I agree. That's not what this is about though. This is about Valve using their market dominance to force price parity, supposedly to "protect consumers" (which is bullshit and doesn't make sense). Yes, they're the better storefront. I'd be willing to pay a little more to use it.

That's one way the competition can compete though. They can't make as good of a product, but they can make a cheaper one. They should be able to charge less, and make less profit per sale. Valve has ensured no developer can do this though by threatening removal if it's cheaper anywhere else, and you can't afford to not be on Steam. This would be good for consumers as it'd drive Valve to compete, either with an even better product or by lowering prices. There's no way consumers lose, and I don't get why people rush to fight for Valve on this.

[–] qaeta@lemmy.ca 1 points 3 days ago* (last edited 3 days ago) (1 children)

So like most stores? What do you think MSRP is?

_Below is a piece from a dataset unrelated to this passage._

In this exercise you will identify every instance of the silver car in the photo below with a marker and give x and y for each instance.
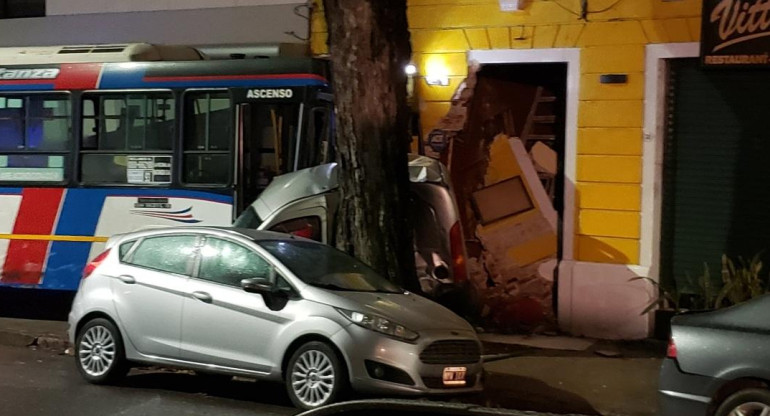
(265, 305)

A lot of places will pull their product from stores who undercut pricing outside of occasional sales.

[–] Cethin@lemmy.zip 1 points 3 days ago* (last edited 3 days ago) (1 children)

MSRP is manufacturer suggested retail price. It is not an enforced price. For example, stores have started selling physical Nintendo games below MSRP as Nintendo has started selling digital copies at a lower price than physical MSRP. (This is also what would likely happen if games are sold cheaper. They'd compete the price down.)

I don't know if I've ever heard of a case of MSRP being enforced. I don't think it's reasonably possible. It means no sales, for example. A retailer buys a product, and then they stock it at whatever price they decide. The manufacturer doesn't control it at this point.

Edit: Also, MSRP is very different. It's from the manufacturer, not another store. The equivalent is Walmart telling a product creator to enforce an MSRP or they won't carry their product, not a manufacturer enforcing one on their own, assuming that happens.

[–] qaeta@lemmy.ca 2 points 2 days ago* (last edited 2 days ago)

I have seen it being enforced in several stores in multiple provinces. If you've never worked in purchasing, you've probably just not heard about it since it doesn't typically get mentioned to consumers, it's a backend thing.

Wizards of the Coast, for example, is quite strict about it.